Jerry Mulligan is an exuberant American expatriate in Paris trying to make a reputation as a painter. His friend Adam is a struggling concert pianist who's a long time associate of a famous French singer, Henri Baurel. A lonely society woman, Milo Roberts, takes Jerry under her wing and supports him, but is interested in more than his art.
02 Apr An American in Paris (1951)
Sienna Shoes
‘The Red Shoes’ changed the world of film. It was deeply self-referential (a performance about a performance with the two enfolded) and had the extra advance of sometimes making the camera a dancer. So Gene Kelly tried his own ‘Shoes’. MGM refused to horse around with the camera but let him try on his notion of dance within a painting.
It is actually a very clever idea: to contrive a story where a painter can enter his paintings and dance.
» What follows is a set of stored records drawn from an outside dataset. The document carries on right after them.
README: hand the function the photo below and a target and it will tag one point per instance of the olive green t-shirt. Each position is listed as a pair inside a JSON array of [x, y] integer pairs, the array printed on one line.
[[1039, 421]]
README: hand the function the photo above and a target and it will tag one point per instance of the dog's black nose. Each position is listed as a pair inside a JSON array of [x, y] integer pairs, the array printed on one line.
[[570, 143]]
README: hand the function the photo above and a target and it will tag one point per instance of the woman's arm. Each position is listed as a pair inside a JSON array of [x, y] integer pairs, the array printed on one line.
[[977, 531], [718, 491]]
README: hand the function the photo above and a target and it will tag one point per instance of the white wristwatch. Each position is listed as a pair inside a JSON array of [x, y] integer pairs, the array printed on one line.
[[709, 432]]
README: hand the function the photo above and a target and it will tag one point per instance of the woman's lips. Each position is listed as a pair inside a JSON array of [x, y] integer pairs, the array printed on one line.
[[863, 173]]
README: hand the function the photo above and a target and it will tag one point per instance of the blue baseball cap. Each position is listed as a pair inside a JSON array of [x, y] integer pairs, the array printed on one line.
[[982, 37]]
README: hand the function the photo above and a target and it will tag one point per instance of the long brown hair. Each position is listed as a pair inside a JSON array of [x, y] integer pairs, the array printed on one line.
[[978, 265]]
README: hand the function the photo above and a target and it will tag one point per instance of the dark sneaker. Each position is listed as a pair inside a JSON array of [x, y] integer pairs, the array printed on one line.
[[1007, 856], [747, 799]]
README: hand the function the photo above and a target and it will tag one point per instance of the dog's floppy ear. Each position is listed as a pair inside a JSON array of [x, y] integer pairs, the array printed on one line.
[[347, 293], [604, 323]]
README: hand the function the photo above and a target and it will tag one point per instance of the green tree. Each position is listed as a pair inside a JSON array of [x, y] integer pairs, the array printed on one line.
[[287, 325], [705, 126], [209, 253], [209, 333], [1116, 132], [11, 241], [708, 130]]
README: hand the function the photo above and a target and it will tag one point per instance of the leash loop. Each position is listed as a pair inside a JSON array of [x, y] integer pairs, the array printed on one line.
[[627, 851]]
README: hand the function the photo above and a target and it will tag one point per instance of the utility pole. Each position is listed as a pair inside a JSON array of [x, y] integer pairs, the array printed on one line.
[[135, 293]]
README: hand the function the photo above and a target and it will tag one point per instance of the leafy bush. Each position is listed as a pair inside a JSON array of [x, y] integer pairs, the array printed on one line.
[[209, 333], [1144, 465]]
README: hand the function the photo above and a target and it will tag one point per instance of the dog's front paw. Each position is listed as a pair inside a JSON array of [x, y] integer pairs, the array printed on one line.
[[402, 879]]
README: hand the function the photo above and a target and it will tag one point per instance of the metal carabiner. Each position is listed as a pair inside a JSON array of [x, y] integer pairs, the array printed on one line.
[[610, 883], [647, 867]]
By setting it in Paris and making the paintings ‘impressionistic’ (it was thought) the sets and costumes could come alive – be hyper-real – moreso than in ‘Shoes’.
But it takes a huge effort to set up this situation. For almost an hour and a half we have the tedious setup, interrupted only by an excuse for an instrumental presentation of ‘Rhapsody.’ If there is a payoff, it is in the last eighteen minutes. That is the only reason for this film to exist.
Unfortunately, that last ballet is a huge failure. The fault lies in the misinterpretations of the painting metaphors. Someone thought that impressionism was about colour and vibrance. The result is outrageous but impressively unpleasing costumes, and some splashes of colour on backdrops. Gene Kelly was an entertaining dancer and he could choreograph a vaudeville tapdance, but this is far beyond his abilities.
The dance-in-a-painting metaphor doesn’t work. The clever manner of the paintings never emerges. The dance choreography is lackluster. The costumes are ugly. Caron is okay, but Cyd Charisse could have been wonderful.
Posted in 2003
Ted’s Evaluation — 2 of 3: Has some interesting elements.